Los años mexicanos. En México pasó 17 años, dos de ellos en el Distrito Federal y el resto en Cacolomacán, a hora y media de la capital. «Fui, durante diez años, responsable del equipo misionero pasionista, que contaba con sacerdotes y más de cien laicos». En aquel enorme territorio, «nos reuníamos en muchos lugares con los campesinos y los indígenas y predicábamos. Teníamos dos dispensarios médicos y un comedor social». También trabajaban con los niños de la calle. La violencia de hoy es muy superior a la de hace años, «antes era más selectiva», aunque él prefiere pasar por alto los trances difíciles, que los hubo, a los que lo abocó el narco. «Como hablo muy claro...». En una ocasión, en el norte del país, estuvo durante muchas horas al día a lo largo de la semana confesando a cientos de personas, «cayeron muchos narcotraficantes y secuestradores».

Operación Ladrillo. De sus años en Málaga, recuerda la droga y los robos y cómo hubo de enfrentarse a la dura realidad del barrio de la Cruz Verde, al que ha vuelto estos días. «Tenían muchas carencias higiénicas y educativas. Visitaba a todas las familias, y hacíamos bautizos en las casas». Algunos colegios de los que él era el director espiritual, entre ellos Maristas, le ayudaron a crear la parroquia del Buen Pastor, una iglesia para la que se hizo una operación Ladrillo, de forma que la gente metía el dinero en ellos y los dejaba en un sótano alquilado al efecto en la calle Carrión. También data de aquella época el nacimiento de la cofradía de la Crucifixión.
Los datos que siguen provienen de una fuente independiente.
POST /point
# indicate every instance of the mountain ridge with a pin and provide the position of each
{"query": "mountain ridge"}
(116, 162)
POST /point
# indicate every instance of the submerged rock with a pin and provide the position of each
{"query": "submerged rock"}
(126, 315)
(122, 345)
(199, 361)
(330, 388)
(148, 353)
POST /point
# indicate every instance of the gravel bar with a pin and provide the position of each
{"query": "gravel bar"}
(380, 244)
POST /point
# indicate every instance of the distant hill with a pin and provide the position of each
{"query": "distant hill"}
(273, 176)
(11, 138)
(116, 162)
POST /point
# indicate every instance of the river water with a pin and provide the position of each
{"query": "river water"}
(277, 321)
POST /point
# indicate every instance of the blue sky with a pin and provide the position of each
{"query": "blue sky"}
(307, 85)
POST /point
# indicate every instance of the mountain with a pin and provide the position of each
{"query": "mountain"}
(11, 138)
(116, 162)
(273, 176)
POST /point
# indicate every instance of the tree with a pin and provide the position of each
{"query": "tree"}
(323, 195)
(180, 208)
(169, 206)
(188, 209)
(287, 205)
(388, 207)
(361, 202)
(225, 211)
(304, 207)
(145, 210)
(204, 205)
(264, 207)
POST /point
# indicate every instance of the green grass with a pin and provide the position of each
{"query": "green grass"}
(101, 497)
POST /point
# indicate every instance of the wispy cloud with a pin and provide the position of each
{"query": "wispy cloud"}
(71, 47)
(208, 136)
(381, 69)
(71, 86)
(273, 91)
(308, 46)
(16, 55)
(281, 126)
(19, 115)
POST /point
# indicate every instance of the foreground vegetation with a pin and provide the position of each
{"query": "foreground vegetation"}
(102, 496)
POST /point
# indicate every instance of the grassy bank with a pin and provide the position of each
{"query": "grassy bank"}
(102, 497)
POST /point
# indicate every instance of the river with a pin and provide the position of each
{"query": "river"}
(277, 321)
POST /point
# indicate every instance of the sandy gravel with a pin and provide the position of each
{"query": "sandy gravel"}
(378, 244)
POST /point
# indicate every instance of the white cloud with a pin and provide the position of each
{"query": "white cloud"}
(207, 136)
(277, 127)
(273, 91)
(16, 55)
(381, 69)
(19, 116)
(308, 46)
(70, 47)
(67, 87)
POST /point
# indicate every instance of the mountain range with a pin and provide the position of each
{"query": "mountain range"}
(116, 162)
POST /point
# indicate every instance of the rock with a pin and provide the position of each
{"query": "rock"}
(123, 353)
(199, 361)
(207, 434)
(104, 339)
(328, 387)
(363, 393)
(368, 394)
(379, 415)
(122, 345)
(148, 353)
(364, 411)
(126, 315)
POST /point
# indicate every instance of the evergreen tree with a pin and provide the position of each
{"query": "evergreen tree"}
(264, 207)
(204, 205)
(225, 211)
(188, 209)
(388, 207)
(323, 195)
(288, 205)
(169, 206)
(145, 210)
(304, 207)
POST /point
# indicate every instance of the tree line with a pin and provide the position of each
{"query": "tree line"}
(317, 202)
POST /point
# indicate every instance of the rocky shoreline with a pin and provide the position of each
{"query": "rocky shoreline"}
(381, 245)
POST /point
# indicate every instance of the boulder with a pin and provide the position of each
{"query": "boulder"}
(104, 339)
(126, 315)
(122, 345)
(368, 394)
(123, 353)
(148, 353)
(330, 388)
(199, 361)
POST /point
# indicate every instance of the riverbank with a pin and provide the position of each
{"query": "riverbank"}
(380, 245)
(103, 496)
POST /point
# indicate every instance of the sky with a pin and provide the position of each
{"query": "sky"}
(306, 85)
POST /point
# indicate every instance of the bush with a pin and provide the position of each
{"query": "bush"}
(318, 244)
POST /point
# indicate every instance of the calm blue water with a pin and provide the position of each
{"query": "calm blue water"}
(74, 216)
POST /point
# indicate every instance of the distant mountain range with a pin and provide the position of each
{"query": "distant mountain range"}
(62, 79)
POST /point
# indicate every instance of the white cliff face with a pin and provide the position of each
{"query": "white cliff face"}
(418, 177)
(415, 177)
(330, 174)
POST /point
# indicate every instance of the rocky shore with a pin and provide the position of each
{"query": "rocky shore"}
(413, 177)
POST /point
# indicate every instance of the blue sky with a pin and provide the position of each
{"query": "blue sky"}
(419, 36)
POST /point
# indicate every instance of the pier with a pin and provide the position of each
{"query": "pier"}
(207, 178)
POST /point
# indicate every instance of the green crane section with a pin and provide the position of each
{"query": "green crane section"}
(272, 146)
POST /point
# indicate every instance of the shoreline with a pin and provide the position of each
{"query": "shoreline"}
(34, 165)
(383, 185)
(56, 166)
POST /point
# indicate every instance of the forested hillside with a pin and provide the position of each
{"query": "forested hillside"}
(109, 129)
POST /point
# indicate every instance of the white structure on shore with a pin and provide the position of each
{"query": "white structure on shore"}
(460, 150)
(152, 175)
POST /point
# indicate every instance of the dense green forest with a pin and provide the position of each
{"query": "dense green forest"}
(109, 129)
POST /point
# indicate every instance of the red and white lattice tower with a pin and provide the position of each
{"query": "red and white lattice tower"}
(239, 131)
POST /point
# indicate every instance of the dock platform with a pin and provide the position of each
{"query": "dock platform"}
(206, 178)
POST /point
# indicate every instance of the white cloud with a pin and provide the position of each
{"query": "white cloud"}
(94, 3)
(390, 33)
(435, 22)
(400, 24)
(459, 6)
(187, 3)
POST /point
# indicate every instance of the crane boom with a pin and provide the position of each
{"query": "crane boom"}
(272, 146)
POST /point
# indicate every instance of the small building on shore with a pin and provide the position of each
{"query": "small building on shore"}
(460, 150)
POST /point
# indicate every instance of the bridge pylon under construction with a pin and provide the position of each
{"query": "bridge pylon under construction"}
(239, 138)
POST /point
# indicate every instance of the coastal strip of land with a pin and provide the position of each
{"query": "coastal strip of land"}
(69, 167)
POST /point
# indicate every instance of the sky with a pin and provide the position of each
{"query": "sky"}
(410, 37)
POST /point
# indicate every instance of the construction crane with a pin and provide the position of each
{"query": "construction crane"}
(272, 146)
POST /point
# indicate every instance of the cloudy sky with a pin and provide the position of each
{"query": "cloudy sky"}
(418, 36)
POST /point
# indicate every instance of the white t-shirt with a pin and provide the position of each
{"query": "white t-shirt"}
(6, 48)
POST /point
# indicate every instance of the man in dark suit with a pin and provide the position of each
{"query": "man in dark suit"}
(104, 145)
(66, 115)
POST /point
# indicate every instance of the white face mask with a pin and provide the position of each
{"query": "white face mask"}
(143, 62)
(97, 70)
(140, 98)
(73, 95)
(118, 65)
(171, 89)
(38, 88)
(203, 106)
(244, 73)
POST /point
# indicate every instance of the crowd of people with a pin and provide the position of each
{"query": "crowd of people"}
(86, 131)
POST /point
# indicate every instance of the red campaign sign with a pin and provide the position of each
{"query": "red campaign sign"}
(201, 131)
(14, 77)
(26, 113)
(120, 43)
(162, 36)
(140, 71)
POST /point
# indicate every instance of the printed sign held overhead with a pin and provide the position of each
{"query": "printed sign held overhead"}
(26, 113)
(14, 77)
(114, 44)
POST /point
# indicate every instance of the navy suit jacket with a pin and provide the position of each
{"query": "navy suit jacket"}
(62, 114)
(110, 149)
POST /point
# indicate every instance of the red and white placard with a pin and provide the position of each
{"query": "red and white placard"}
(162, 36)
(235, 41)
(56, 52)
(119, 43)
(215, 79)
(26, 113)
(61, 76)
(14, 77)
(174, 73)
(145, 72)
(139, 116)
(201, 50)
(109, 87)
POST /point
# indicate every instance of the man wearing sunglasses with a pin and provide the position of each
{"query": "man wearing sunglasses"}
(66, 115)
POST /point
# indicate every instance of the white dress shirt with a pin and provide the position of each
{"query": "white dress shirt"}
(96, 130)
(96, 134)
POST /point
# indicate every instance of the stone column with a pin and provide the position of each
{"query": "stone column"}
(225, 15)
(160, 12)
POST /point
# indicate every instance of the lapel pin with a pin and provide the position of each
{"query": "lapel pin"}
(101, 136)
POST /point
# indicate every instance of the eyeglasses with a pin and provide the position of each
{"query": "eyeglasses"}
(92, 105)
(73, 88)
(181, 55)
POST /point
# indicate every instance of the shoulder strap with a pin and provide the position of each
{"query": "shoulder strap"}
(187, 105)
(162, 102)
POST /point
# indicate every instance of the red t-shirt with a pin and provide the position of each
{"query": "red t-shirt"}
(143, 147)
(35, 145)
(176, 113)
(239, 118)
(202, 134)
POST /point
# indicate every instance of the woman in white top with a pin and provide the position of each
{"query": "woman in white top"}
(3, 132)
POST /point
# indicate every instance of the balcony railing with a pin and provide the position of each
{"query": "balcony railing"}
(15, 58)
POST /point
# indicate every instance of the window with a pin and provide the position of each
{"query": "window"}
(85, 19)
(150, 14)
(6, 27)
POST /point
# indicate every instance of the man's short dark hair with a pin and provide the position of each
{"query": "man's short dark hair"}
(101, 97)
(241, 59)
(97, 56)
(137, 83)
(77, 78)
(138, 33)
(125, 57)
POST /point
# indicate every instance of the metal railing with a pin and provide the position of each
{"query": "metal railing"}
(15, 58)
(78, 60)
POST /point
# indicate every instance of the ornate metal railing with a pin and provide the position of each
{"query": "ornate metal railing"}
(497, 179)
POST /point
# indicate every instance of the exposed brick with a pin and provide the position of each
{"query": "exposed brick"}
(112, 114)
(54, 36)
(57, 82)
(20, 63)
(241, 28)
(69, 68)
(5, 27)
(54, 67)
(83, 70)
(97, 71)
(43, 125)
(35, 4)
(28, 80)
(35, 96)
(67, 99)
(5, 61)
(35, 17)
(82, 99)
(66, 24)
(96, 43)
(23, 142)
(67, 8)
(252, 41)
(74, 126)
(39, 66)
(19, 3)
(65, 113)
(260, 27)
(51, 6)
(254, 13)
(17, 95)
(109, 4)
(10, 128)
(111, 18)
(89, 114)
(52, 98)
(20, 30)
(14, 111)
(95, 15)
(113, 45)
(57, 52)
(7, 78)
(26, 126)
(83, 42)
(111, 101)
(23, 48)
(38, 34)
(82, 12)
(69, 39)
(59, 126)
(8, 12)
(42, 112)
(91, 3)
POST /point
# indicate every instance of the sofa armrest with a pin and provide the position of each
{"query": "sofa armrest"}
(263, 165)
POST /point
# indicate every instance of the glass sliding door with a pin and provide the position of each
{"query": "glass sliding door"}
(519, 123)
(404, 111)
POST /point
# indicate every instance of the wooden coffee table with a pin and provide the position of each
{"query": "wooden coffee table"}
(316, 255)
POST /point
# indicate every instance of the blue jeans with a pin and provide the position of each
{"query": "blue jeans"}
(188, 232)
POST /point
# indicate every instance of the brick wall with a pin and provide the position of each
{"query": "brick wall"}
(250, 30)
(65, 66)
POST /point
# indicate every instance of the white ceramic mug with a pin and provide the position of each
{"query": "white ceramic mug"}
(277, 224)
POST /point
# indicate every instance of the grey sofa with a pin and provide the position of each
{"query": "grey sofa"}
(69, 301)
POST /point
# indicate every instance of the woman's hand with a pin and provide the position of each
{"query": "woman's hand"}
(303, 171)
Nacido en Ágreda (Soria) en 1949, viene de una familia de pastores y campesinos. «Tuve una infancia pobre pero muy feliz». Su hermano, pasionista también, le influyó en su decisión, de forma que a los once años entró en el seminario y a los 17 se consagró. A los 24 ya era un sacerdote. «Desde niño me sedujo mucho la idea de la pasión de Jesús, y sigue viva», concluye.